At their core complex challenges require collaboration. All those with a stake in the problem need to work together to develop new understanding, approaches and solutions. The nature of complex problems requires co-creation of solutions, with citizens, leaders and organisations agreeing to a common agenda and then aligning their efforts and resources to achieve measurable large-scale change. There is growing acceptance that well-designed and effective systemic collaboration is at the heart of initiatives that bring about deep, lasting large-scale social change. There are three big challenges to addressing complex problems in Australia:

 

  1. Lack of understanding of how to respond to complexity 
There is currently no easy and accessible way to develop the required understanding.
In the Australian social impact sector technical solutions are primarily used to address complex problems.
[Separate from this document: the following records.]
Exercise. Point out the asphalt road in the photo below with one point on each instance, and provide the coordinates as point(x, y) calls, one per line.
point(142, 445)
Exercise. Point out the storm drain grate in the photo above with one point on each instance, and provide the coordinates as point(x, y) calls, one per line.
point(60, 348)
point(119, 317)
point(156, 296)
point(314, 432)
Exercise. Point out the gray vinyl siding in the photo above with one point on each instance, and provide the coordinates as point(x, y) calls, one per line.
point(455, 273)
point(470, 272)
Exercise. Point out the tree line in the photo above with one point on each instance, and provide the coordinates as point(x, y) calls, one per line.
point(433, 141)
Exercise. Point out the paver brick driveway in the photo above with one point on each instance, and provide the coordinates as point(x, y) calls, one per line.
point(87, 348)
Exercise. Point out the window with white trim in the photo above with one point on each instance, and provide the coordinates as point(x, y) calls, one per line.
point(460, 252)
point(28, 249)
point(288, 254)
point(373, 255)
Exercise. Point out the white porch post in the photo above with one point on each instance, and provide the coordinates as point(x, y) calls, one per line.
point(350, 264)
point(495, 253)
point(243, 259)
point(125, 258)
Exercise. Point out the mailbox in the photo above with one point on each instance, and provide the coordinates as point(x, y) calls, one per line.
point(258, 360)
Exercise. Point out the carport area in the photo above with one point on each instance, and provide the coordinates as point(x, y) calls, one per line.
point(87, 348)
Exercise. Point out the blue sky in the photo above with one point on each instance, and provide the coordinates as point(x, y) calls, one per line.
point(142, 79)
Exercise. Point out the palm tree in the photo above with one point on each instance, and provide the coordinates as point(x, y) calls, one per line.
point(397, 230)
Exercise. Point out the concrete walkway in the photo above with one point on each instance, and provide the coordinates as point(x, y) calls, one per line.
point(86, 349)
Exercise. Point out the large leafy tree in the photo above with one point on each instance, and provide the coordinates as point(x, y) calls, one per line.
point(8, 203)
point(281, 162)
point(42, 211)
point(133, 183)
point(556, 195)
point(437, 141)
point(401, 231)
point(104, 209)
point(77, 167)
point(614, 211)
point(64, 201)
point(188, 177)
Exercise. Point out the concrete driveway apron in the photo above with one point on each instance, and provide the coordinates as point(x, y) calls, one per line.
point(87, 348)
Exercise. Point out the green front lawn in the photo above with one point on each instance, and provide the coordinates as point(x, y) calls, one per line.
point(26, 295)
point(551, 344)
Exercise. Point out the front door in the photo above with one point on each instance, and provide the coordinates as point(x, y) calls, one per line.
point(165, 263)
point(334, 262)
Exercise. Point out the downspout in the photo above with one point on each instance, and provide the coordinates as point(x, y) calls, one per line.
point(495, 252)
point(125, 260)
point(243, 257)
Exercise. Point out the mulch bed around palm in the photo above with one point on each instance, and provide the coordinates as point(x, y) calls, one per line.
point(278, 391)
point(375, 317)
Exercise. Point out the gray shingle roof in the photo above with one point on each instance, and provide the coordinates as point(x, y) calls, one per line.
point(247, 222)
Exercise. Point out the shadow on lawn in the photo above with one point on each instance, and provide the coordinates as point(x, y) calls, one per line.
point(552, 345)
Technical solutions are needed but they alone are not sufficient. They do not address root causes, meaning they do not change the underlying social, economic, administrative and political conditions which create the problem in the first place. Complex problems will not be solved by our current ways of thinking and working. They require people to understand complexity and learn new ways of thinking and working.

 

    2. Lack of skills in systems change, collaboration and leadership
There is currently no easy and accessible way to acquire the required skills.
Many initiatives start the work of collaboration applying the skills which work for leading organisations or delivering programs. They soon find that these skills are insufficient to sustain collaboration and achieve large scale change. 

 

    3. Lack of curation of learning & evidence of impact
There is currently no easy and accessible way to learn from the emerging Australian field
There is a growing practice of collaboration for systems change emerging in Australia. However, the infrastructure to communicate and share experience and expertise is weak and fractured, where it exists at all. Basically, stakeholders are not collaborating very well to collaborate better. As a result, learning is not as fast or as effectively as needed. Stakeholders haven’t learned quickly and effectively from the experience of people who are working on the ground where they are trialling using different collaboration processes for system change. Too much of that work is disconnected and fragmented and the way people find out about what works (and what doesn’t and why), is slow and inefficient.

The literature and practice is clear. In order to solve complex problems people must intentionally and consistently:
    • Co-create solutions with the communities or beneficiaries of the solutions
    • Agree to a common agenda and then align their efforts and resources over the long term to that agenda. 
    • Use data to support their learning and efforts, capturing impact continuously.
    • Engage in ongoing learning.

This way of working is counter to most institutions culture, processes and what they incentivise.  Without increased capacity and learning, most collaborative efforts revert back to status quo.  To make the changes required people need: 
    • To acquire the knowledge and skills to deepen community, foster citizen engagement, collaborate across sectors, measure and evaluate community change, and support innovation. 
    • To learn to change together.

We believe that true community and systems change occurs when citizens and organizations adopt new ways of thinking and working together that embrace an asset-based approach that emphasizes what is possible if we work in collaboration. Since 2013, Collaboration for Impact has been walking alongside social change initiatives working on large scale collaborative change. We have been harvesting and sharing learnings from what’s happening on the ground across Australia and internationally resulting in the gathering of tools, practice and resources to embed in the support we provide on the ground. We have seen the best of what works and have a metaview of the learning from what doesn’t work. Communities, governments and practitioners have been consistently calling for a platform that allows access to what we are learning as a field to enable initiatives to guide their own learning but also importantly have a platform to come together and share with peers and continue to learn from and with each other. This is why have invested in the creation of Platform C – because large-scale change requires collaboration in learning, not just implementation.